Unit 2 - Practice Quiz

INT344 50 Questions
0 Correct 0 Wrong 50 Left
0/50

1 What is the fundamental representation of a word in a Vector Space Model (VSM)?

A. A vector of real numbers
B. A linked list
C. A scalar integer
D. A binary tree structure

2 Which of the following is a primary advantage of dense word vectors over one-hot encoding?

A. They capture semantic relationships
B. They are strictly binary
C. They use more memory
D. They are easier to calculate manually

3 In the context of the Continuous Bag-of-Words (CBOW) model, what is the input to the neural network?

A. A random noise vector
B. The entire document
C. The center word
D. The context words

4 How is 'cosine similarity' calculated between two word vectors, A and B?

A. Dot product of A and B divided by the product of their magnitudes
B. Sum of elements in A minus sum of elements in B
C. Euclidean distance between A and B
D. Cross product of A and B

5 If two word vectors have a cosine similarity of 1, what does this imply?

A. The words are unrelated
B. The words represent opposite meanings
C. The vectors point in exactly the same direction
D. The vectors are orthogonal

6 Which architecture predicts the surrounding words given a center word?

A. Skip-gram
B. Continuous Bag-of-Words (CBOW)
C. Principal Component Analysis
D. Latent Dirichlet Allocation

7 What mathematical technique is commonly used to visualize high-dimensional word vectors in two dimensions?

A. Logistic Regression
B. Linear Regression
C. Fourier Transform
D. Principal Component Analysis (PCA)

8 In vector arithmetic for analogies, what result is expected for vector('King') - vector('Man') + vector('Woman')?

A. Monarch
B. Princess
C. Queen
D. Prince

9 What is the role of the 'window size' hyperparameter in CBOW?

A. It sets the learning rate
B. It determines the number of epochs
C. It defines how many neighbors to consider as context
D. It determines the number of dimensions in the vector

10 Why are vector space models useful for information retrieval/document search?
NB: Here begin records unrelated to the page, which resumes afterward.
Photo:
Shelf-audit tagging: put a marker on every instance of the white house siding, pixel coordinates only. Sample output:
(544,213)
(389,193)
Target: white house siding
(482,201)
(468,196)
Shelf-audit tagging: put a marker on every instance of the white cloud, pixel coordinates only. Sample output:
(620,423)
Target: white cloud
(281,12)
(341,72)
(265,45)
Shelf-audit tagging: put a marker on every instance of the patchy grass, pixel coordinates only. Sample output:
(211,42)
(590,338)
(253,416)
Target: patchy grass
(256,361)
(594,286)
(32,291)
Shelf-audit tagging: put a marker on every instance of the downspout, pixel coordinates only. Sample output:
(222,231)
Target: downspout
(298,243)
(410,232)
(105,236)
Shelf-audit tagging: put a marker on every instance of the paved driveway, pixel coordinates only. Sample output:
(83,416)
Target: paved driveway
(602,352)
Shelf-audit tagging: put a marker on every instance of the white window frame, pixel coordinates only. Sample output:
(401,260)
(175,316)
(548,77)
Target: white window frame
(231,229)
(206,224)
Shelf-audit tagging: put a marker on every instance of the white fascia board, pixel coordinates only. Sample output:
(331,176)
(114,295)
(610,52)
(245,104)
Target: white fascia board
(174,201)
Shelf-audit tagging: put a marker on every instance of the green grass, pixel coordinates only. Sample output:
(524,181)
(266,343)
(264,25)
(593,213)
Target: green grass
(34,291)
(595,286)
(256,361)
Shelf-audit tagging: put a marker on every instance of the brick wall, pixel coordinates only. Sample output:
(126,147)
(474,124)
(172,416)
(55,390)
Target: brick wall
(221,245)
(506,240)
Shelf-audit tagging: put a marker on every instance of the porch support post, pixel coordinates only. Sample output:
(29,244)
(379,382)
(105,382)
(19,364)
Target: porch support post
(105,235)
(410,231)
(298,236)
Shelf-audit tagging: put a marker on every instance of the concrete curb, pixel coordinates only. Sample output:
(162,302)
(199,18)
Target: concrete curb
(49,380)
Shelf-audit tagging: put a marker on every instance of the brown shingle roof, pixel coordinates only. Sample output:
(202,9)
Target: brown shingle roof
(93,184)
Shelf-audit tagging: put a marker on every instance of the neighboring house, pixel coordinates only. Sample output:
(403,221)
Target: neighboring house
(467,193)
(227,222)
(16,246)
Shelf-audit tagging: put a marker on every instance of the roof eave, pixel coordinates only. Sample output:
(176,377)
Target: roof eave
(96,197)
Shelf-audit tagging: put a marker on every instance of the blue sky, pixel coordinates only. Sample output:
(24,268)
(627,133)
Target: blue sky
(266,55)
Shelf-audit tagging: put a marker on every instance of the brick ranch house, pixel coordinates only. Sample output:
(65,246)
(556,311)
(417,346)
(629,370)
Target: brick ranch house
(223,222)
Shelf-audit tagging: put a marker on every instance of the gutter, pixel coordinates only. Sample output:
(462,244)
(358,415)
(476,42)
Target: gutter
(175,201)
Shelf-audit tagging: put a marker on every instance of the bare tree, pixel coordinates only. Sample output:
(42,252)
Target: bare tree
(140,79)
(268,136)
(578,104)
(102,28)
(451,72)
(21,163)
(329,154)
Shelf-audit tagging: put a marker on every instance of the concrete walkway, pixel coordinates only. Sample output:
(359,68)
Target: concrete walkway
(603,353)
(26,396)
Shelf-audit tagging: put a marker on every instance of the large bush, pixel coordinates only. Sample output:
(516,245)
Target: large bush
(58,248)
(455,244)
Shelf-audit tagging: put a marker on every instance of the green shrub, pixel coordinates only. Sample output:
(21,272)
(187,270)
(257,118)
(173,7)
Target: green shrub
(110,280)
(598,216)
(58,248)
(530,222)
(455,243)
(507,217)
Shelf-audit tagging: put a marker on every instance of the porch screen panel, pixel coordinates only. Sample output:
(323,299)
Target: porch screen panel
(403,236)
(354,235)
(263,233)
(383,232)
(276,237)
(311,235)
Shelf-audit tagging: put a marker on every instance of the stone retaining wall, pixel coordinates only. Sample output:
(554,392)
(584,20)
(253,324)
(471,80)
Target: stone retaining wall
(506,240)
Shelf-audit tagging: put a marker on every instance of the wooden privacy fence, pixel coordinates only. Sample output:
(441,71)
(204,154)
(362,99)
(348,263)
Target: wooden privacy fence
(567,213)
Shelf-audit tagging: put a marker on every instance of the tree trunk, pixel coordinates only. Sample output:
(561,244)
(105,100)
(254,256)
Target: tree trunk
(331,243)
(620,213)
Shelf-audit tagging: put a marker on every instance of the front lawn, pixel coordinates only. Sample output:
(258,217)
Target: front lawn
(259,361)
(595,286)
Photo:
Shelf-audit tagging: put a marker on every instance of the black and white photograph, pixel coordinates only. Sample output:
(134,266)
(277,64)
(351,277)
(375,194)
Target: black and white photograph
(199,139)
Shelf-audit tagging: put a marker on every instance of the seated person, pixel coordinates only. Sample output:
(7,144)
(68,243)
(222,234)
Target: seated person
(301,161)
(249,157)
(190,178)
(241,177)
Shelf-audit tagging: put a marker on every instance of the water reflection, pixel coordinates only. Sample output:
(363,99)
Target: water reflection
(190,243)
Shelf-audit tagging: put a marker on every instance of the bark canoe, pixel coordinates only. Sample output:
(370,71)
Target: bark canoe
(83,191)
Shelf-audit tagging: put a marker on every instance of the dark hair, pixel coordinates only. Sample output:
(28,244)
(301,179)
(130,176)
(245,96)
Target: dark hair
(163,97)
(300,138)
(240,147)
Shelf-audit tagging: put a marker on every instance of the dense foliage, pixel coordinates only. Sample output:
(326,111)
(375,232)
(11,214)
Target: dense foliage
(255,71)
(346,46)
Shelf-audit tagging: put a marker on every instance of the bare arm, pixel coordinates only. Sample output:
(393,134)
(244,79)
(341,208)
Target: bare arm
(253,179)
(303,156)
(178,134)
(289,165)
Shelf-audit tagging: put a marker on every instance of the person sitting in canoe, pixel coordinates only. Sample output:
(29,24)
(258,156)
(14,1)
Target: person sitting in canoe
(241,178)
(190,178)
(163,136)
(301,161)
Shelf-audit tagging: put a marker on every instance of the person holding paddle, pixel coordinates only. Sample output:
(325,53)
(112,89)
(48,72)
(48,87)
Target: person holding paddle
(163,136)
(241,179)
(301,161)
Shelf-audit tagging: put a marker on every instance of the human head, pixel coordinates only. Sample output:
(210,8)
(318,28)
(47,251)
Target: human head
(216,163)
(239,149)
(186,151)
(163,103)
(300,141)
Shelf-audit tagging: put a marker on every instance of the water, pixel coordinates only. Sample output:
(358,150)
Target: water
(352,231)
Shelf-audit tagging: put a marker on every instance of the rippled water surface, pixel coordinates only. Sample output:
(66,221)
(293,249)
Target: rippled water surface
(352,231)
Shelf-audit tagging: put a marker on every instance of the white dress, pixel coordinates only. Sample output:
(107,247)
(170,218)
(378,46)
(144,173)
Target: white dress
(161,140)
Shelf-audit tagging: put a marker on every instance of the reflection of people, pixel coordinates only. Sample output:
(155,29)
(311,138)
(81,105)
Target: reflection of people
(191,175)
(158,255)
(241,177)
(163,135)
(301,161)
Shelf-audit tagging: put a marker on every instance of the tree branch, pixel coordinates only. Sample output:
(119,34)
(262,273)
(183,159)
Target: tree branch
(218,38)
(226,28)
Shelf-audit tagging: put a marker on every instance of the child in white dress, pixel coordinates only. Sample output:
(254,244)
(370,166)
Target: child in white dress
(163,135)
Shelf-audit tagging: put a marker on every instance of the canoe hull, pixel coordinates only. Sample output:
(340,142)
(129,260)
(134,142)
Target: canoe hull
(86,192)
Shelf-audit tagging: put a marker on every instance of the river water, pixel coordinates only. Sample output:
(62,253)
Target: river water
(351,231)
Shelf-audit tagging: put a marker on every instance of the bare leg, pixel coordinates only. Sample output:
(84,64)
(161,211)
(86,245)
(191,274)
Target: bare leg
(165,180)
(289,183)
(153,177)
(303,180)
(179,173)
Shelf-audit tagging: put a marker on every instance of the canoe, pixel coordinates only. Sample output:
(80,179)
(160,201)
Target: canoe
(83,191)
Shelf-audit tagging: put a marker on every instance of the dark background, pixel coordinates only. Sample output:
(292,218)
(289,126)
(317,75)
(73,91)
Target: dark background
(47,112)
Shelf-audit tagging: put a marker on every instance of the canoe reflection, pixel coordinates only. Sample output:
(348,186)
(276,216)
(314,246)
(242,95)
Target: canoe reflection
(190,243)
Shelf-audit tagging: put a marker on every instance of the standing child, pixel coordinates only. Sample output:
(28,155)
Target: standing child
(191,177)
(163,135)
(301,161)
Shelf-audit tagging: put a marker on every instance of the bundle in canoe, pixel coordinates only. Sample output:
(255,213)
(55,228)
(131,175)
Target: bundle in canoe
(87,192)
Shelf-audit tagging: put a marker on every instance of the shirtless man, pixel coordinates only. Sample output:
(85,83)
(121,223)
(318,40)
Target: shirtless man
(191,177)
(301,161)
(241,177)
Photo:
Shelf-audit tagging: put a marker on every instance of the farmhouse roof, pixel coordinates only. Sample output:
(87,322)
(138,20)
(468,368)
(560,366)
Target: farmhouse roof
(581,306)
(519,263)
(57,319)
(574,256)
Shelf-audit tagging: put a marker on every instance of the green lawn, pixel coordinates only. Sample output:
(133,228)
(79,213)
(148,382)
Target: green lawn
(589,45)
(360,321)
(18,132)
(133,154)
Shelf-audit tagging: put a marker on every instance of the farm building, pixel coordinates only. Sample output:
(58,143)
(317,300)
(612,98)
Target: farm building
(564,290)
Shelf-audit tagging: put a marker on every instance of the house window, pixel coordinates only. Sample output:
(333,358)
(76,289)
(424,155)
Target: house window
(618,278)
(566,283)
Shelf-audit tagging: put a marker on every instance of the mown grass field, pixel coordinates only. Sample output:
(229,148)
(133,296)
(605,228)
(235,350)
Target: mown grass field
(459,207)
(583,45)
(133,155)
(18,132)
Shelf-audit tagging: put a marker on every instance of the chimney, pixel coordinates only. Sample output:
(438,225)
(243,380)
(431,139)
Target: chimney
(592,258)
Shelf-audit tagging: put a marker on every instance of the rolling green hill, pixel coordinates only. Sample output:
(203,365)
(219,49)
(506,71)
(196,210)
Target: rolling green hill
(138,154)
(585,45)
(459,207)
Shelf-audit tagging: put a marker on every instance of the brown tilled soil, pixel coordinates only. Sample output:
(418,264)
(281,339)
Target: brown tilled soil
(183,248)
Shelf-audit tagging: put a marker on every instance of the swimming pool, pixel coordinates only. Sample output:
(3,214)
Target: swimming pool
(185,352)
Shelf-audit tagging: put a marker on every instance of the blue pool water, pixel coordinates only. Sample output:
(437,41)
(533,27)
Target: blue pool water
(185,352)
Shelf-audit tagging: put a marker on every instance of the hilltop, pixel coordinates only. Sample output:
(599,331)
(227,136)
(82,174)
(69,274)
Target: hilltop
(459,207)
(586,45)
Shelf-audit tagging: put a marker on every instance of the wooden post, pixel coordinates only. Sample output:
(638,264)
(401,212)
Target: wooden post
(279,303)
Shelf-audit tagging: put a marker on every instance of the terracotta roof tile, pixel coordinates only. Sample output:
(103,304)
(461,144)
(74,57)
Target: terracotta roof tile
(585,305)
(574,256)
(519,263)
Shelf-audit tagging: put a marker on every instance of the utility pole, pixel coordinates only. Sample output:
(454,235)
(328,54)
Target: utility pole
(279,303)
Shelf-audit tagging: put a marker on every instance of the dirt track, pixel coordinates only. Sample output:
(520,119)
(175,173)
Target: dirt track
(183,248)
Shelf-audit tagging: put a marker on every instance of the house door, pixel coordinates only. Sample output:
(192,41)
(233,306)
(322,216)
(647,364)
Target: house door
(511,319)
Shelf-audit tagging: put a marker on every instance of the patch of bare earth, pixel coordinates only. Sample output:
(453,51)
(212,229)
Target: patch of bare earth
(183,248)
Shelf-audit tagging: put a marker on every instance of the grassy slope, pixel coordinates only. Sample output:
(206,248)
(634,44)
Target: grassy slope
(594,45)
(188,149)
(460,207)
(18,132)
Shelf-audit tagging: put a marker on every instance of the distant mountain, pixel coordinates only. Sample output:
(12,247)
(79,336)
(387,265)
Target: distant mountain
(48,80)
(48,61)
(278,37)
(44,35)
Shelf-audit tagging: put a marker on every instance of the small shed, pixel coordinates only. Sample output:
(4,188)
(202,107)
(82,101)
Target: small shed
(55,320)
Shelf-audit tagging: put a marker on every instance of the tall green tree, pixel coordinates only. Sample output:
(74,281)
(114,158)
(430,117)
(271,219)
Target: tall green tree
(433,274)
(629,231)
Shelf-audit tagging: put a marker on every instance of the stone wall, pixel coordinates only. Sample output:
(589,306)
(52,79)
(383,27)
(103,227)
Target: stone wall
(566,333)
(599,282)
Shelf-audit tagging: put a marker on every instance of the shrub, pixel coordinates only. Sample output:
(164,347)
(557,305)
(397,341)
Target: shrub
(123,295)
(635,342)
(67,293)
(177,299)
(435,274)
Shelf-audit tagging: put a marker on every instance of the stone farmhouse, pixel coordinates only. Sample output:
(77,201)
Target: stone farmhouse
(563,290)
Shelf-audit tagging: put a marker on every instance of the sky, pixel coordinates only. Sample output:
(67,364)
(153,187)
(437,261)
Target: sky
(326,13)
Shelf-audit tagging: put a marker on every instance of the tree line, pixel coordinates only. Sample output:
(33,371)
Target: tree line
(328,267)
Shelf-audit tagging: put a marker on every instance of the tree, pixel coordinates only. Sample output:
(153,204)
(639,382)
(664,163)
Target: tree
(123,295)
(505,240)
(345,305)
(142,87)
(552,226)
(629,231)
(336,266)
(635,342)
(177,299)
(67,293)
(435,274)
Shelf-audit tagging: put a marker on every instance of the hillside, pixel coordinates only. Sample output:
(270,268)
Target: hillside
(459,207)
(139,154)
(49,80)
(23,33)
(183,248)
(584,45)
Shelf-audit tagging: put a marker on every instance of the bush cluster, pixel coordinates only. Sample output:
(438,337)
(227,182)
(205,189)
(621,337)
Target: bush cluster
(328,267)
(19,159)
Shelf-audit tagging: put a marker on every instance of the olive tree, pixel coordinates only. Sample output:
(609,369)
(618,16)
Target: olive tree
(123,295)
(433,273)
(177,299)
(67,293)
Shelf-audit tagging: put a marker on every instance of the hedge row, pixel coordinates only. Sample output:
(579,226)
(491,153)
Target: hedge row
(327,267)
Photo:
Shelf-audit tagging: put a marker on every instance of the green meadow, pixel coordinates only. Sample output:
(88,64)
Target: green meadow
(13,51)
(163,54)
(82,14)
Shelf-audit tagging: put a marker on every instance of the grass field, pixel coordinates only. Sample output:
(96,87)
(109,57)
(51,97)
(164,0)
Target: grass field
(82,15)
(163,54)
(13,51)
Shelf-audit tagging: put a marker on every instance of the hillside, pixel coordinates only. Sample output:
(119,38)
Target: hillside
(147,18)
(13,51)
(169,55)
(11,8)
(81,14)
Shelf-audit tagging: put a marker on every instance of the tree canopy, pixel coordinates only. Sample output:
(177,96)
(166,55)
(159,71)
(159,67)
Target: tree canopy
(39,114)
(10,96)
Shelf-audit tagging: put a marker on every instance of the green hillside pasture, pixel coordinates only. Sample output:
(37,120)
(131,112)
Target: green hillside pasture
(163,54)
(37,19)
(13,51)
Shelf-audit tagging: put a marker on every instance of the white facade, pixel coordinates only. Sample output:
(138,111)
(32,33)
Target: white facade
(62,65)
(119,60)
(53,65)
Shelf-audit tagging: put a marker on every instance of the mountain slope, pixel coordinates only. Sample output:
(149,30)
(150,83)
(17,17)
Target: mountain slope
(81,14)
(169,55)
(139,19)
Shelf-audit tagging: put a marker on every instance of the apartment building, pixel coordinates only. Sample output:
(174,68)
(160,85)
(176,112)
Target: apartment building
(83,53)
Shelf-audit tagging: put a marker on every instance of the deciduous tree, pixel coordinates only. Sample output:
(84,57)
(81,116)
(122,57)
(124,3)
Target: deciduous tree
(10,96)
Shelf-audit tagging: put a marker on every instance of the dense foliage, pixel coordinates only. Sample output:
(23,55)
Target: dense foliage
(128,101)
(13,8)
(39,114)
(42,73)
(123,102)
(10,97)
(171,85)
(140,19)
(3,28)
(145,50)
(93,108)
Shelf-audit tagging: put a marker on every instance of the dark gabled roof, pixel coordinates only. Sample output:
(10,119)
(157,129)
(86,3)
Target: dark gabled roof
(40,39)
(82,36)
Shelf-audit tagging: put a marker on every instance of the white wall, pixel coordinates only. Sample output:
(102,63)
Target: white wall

A. They can match queries to documents based on semantic similarity
B. They work best with images
C. They eliminate the need for indexing
D. They allow exact keyword matching only

11 When transforming word vectors from one language to another (e.g., English to French) using a linear mapping, what are we trying to learn?

A. A rotation matrix
B. A binary classifier
C. A clustering algorithm
D. A decision tree

12 In PCA, the first principal component is the direction that maximizes what?

A. The cosine similarity
B. The error rate
C. The number of clusters
D. The variance of the data

13 Which of the following best describes the 'bag-of-words' model assumption?

A. Word order is critical for meaning
B. Word order is ignored, only frequency counts matter
C. Grammar rules are strictly enforced
D. Dependencies between words are preserved

14 In the CBOW model, how are the input context vectors usually handled before passing to the hidden layer?

A. They are concatenated
B. They are multiplied
C. Only the first word is used
D. They are averaged or summed

15 What does a cosine similarity of 0 indicate between two word vectors?

A. They are opposite
B. They are orthogonal (unrelated)
C. They are identical
D. One is a scalar multiple of the other

16 Which loss function is typically minimized when aligning two vector spaces (X and Y) via a transformation matrix R?

A. Accuracy score
B. Hinge loss
C. Cross-entropy loss
D. Frobenius norm of (XR - Y)

17 Deep Learning vector models like Word2Vec are often referred to as:

A. Hierarchical clusters
B. Count-based matrices
C. Sparse embeddings
D. Prediction-based embeddings

18 If 'Apple' and 'Pear' are close in vector space, this indicates:

A. Morphological similarity
B. Phonetic similarity
C. Semantic similarity
D. Syntactic similarity

19 When visualizing word vectors, why can't we simply plot the 300-dimensional vectors directly?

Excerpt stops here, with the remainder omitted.